L'artista Antonio Santeusanio ha realizzato un monumento alla memoria dei rom uccisi dai nazisti durante la Seconda guerra mondiale

Immagine di copertina
Una foto dell'inaugurazione della statua. Credit: Lisa D'Ignazio

Aveva cinque anni quando, insieme ad altri 27 componenti della sua famiglia, fu portato in un campo di internamento su un carro bestiame.

Di quel periodo più di tutto ricorda il canto sguaiato di un fascista su un treno, indifferente al suo pianto di bambino, e il ritorno di loro lasciati a dormire sul pavimento di una scuola sede del campo di internamento.

Il freddo e la fame. Venivano nutriti solo con fave e bucce di patate.

Gennaro Spinelli, classe 1937, dopo oltre 70 anni da quei giorni in una mattina di ottobre solleva il telo sotto cui è custodito il Monumento alla memoria, anche alla sua.

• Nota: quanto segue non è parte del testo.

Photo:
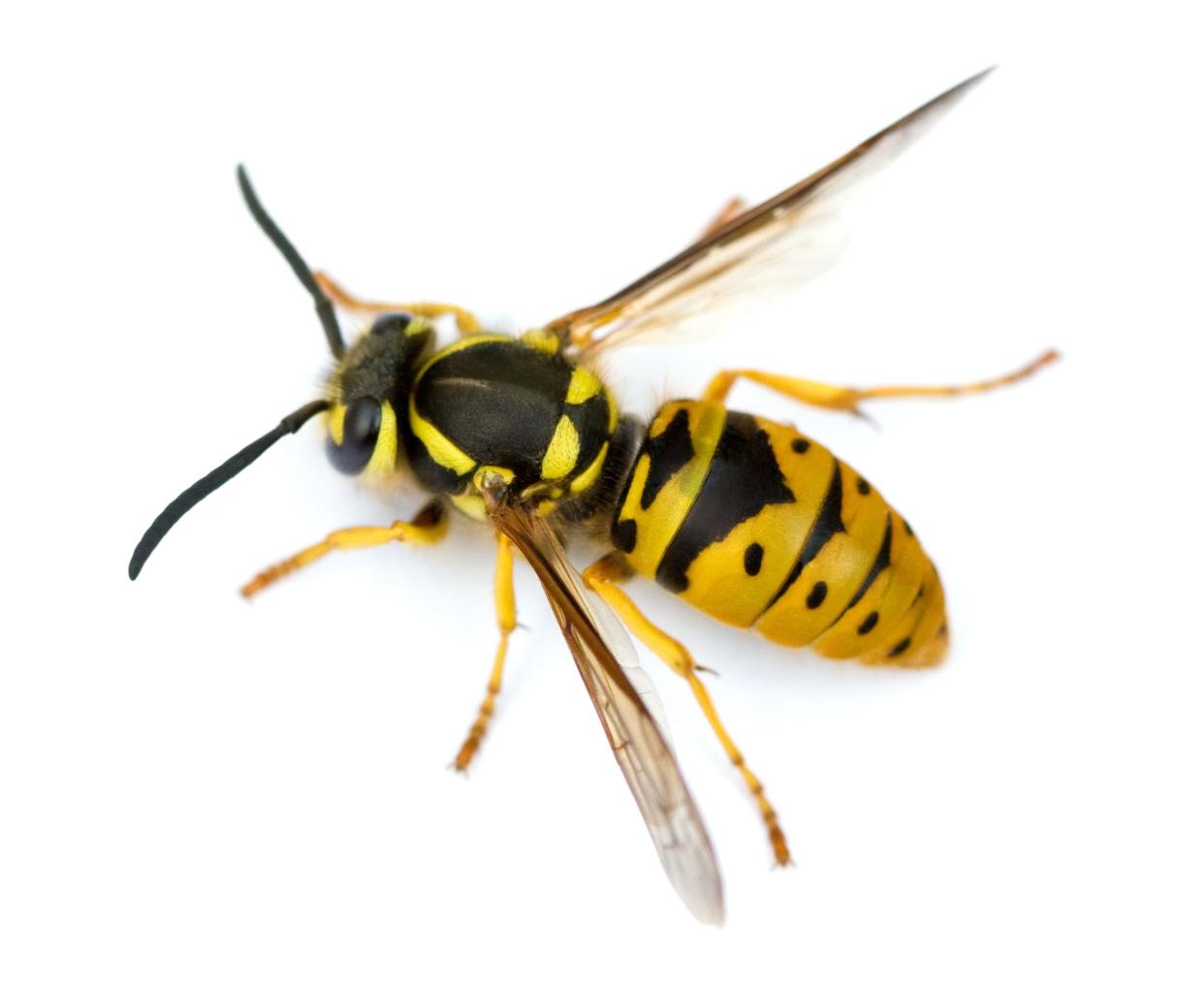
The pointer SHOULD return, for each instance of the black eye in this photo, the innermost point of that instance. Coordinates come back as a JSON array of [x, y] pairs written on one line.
[[394, 323], [362, 425]]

La memoria del Samudaripen, il genocidio di oltre 500 mila rom e sinti nei campi di concentramento nazisti, insieme a ebrei, omosessuali, testimoni di Geova, oppositori politici e disabili.

Secondo monumento al mondo, dopo quello di Berlino del 2010, l’opera dello scultore Antonio Santeusanio sorge nel Parco delle memorie a Lanciano, in un luogo che accoglie anche il ricordo di altre storie: la sofferenza delle donne ebree rinchiuse nel vicino campo di internamento di Villa Sorge e la rivolta di Lanciano avvenuta proprio il 5 ottobre del 1944, l’ultimo atto della resistenza che liberò la città Medaglia d’oro.

In pochi metri si condensano storie che si intrecciano con quella del monumento, fatto con la pietra della Majella, la montagna abruzzese su cui avvenne la prima battaglia della Resistenza italiana di cui fu protagonista la Brigata Majella.

Il progetto “Rendi tuo il monumento della memoria” è stato promosso e sostenuto dall’Unar, Ufficio nazionale antidiscriminazioni razziali, l’associazione Them Romanò, l’Anpi e tanti cittadini che hanno partecipato alla raccolta fondi per realizzare la scultura.

Il monumento è stato patrocinato anche due comuni, quello di Lanciano e quello di Laterza, da oggi uniti anche da un gemellaggio. Entrambi hanno un cittadino illustre figlio di quel bambino di cinque anni internato con la sola colpa di essere rom: Santino Spinelli.

Docente di lingua e cultura romanì e musicista, il lancianese Spinelli è anche cittadino onorario del comune di Laterza, nonché l’ideatore del progetto per il monumento. Padre e figlio, l’uno con la sua storia e l’altro con la sua determinazione, hanno dato vita a una scultura in memoria di un popolo intero.

Sulla pietra è scolpita una donna romanì con in grembo un bambino, ai suoi piedi un filo spinato su cui si impiglia la sua gonna. Dietro di lei una ruota simbolo del viaggio, ma anche della libertà.

I rom sono un popolo che è riuscito a resistere ad anni di emarginazione prima, durante e dopo il Samudaripen, “una sequenza di odio, pregiudizio e discriminazione”, spiega sul palco il giornalista Gad Lerner, “che è proseguita negli anni, per questo il monumento arriva tardi”.

Arriva in un paese, l’Italia, in cui ancora oggi “sono in corso tentativi di pogrom contro rom e sinti”, ha avvertito Luigi Manconi, presidente dell’Unar, e viene inaugurato “al termine di un’estate in cui si è adombrata la possibilità di un censimento etnico e si è potuta adoperare la parola “purtroppo”, ha ricordato Lerner, a proposito del fatto che i rom con cittadinanza italiana non possono essere espulsi.

Quello che con gli ebrei non è stato più possibile fare, è continuato indisturbato con i rom, confinati nei moderni “campi nomadi” e chiamati “zingari”, cioè “schiavi”. Così da ebreo Moni Ovadia ha lanciato un appello al suo popolo.

“Ogni ebreo, ha detto, dovrebbe pronunciare un giuramento solenne: non permetterò mai più che parlando della Shoah non si parli anche del Samudaripen dei rom e sinti e di tutte le vittime del nazifascismo”.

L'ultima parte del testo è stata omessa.